Unfortunately that doesn't usually hold out because as things get closer but not quite to the purity you need, you tend to need longer times, larger surfaces areas, higher temps, etc. in order to continue the process. You tend to hit spots during purification where you end up with an Azetrope (or similar for gasses) where you can't do a lot of the same techniques anymore because the impurities and the gas you want end up behaving the same at that concentration. At that point you have to start looking at adding catalysts or other chemical reactions to destroy or transform the impurities so that you can remove the end products from those reactions. But as you have less and less of the impurities it then ends up harder to target them to purify further. It's a nasty cycle that can drive costs up exponentially in terms of reagents, dollars, time and energy needed to do the purification. Ethyl Alcohol is a fun little rabbit hole to look at, at ~95% purity it forms an azetrope with water and you can no longer distill off the water or alcohol separately and have to resort to chemical or other means to get further purity. That's why you usually end up with other alcohols as a byproduct when purifying further (methanol in particular, since it disrupts the azetrope and lets you boil things off) or have to take rather expensive methods that remove the water.

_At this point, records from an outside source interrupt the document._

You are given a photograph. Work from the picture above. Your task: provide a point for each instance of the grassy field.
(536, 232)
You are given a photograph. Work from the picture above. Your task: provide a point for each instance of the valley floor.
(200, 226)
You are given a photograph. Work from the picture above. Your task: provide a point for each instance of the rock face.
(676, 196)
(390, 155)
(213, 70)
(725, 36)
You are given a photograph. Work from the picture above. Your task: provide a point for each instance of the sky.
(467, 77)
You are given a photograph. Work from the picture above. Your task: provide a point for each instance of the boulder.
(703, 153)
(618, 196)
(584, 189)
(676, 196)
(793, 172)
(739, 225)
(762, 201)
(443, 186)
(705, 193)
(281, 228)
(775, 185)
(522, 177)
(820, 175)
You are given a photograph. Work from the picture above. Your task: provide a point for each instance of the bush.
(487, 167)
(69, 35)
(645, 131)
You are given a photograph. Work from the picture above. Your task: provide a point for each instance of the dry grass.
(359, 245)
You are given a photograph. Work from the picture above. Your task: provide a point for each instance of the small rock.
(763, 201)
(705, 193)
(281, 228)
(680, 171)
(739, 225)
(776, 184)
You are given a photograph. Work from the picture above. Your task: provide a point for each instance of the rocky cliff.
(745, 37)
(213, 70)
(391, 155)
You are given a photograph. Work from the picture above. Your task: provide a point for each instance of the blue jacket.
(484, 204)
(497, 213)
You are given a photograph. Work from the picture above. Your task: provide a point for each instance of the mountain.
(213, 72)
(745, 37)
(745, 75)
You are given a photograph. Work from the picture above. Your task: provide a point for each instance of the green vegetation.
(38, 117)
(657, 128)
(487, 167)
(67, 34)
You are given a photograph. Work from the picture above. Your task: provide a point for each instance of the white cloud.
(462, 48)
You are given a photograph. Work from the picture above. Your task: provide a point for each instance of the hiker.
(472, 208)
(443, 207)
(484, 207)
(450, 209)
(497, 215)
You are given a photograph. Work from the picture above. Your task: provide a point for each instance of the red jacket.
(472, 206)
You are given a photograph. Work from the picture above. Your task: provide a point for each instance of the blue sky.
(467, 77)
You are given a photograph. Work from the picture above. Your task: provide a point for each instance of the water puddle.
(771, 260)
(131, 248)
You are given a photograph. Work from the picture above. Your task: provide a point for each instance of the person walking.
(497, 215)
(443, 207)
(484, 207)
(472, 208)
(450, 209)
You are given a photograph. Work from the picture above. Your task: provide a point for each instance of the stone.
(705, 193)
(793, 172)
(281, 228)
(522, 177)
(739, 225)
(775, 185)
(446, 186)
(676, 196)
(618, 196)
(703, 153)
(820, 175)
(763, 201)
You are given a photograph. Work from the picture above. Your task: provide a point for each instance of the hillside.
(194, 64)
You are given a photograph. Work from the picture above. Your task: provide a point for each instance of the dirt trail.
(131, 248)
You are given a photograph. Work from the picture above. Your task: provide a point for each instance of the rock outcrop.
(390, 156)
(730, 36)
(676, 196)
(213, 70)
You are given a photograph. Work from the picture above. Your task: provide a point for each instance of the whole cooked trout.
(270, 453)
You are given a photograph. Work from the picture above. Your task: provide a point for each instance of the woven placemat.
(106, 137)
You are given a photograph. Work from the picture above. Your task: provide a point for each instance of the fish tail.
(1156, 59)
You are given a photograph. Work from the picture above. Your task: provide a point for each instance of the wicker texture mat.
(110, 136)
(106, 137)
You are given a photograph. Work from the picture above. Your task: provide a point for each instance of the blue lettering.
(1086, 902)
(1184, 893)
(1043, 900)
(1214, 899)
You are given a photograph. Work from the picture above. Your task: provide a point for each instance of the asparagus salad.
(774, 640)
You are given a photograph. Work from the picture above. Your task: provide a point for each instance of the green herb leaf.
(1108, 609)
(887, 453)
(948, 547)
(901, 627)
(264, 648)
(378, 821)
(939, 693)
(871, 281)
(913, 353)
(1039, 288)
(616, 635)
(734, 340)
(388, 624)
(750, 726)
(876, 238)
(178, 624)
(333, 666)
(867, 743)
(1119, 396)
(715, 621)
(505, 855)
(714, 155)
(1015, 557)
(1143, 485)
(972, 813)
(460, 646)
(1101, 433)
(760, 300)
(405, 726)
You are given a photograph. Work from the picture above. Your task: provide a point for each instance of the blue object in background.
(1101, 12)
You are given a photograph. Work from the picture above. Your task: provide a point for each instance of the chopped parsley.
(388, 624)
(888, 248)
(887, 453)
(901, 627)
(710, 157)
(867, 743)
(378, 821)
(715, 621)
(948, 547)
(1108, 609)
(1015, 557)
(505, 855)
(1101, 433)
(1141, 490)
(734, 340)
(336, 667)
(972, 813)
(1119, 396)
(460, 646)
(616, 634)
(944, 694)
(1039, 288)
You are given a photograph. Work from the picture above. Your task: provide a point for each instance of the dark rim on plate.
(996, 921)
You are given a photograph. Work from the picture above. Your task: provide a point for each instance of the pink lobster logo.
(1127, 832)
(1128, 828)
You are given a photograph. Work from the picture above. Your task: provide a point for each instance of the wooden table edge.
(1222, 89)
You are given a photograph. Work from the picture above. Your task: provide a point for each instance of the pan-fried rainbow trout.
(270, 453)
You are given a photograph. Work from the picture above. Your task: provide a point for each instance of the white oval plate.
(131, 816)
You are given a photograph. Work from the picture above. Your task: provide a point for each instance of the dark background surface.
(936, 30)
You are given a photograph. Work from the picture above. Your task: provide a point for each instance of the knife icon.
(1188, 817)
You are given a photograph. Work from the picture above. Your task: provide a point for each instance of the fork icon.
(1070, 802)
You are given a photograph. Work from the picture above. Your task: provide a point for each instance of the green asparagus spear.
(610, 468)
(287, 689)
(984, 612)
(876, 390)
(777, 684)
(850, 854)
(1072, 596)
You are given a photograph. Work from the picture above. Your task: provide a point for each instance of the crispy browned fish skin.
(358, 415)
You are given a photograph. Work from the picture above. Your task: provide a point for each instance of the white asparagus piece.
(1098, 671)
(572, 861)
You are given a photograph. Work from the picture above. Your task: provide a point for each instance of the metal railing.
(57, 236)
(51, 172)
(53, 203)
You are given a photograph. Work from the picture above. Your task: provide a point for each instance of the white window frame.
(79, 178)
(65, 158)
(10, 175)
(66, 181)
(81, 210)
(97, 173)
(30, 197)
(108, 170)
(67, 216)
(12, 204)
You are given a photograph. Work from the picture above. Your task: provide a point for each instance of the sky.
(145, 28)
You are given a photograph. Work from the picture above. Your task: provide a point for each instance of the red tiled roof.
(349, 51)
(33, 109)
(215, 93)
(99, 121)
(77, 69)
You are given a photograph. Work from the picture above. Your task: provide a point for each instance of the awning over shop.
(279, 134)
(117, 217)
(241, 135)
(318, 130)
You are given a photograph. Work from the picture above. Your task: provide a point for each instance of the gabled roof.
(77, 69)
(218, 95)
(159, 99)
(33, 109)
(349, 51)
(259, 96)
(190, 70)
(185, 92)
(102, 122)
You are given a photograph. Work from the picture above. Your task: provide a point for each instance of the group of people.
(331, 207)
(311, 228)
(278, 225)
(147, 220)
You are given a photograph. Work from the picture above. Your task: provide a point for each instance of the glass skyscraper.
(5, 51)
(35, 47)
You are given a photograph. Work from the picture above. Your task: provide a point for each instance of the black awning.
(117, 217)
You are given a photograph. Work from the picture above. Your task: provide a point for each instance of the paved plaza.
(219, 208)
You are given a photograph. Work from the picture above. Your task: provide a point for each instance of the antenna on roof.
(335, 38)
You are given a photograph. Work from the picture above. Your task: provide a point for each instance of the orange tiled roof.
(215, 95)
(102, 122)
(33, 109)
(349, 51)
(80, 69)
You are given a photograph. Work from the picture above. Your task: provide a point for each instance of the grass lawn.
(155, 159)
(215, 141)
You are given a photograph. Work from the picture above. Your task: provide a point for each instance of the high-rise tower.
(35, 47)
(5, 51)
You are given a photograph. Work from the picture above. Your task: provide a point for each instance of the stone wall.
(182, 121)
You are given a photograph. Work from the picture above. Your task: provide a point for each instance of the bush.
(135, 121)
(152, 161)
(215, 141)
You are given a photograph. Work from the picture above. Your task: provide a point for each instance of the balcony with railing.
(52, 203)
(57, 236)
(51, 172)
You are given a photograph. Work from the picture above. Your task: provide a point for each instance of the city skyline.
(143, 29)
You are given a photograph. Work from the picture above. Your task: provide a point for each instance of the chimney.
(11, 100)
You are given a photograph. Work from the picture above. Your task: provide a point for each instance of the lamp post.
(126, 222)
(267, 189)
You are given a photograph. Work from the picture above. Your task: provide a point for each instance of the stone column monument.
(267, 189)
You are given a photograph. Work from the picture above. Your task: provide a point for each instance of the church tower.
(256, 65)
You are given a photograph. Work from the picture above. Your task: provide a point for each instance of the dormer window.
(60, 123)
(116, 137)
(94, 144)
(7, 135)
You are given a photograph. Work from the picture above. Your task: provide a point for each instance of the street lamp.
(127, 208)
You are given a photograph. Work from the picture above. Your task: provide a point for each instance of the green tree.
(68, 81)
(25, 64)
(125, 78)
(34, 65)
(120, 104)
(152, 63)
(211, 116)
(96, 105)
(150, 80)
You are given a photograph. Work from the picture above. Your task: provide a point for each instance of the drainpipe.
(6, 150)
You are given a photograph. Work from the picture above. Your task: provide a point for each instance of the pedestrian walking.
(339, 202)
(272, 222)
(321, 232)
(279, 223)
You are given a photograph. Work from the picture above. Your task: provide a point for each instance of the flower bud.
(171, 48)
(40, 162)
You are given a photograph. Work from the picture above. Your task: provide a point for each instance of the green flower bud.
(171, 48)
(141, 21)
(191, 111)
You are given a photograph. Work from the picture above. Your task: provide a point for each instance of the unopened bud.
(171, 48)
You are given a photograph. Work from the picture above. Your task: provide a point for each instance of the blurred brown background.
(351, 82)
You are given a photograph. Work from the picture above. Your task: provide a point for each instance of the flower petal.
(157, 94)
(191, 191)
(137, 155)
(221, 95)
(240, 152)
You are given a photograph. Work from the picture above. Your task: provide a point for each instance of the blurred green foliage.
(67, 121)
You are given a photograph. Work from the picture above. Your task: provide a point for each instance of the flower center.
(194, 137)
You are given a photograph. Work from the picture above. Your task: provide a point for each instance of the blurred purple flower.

This assumes that the refining process works the same no matter what the initial concentration is. (Don't know if it's true or not, but it's an unstated assumption.)
Balloon gas is already 99% helium. There’s not that much of it (one source is apparently as a byproduct of filling pure helium containers) and reprocessing it is not economical.
This take may be way off base but instead of trying to avoid 100% of nuclear incidents, shouldn't we be comparing the relative risk of nuclear environmental damage to the guaranteed and ongoing environmental and climate damage done by burning 200 million tonnes of heavy oil every year?
Maybe a few sunken nuclear reactors is already a better alternative? Again, I may be completely wrong, just seems like something that isn't being discussed.
In an ideal world, maybe so. But we haven't managed to clear the hurdle for ground-based power production so upping the ante to something that can sink would be even more challenging.
The "smeared along a beach or headland" ones are more worrying. What if the storm gets the reactor above the water line? What if a houthi anti ship missile wrecks/ignites the reactor compartment? What if armed men burst out of some of the 20000+ containers and deliberately try to engineer a disaster?
The golden ray (a car transporter) capsized in calm waters in a sheltered bay and the cleanup cost $850m. Fukishima is a twelve figure number.
It doesn't get much denser than downtown Chinese cities, they have specialized in high-density mega-sized apartment buildings.
Even large US downtowns are dwarfed by the average Chinese city downtown flush with LED skyscrapers. They have way more people and manufacturing than other countries so it shouldn't be too surprising.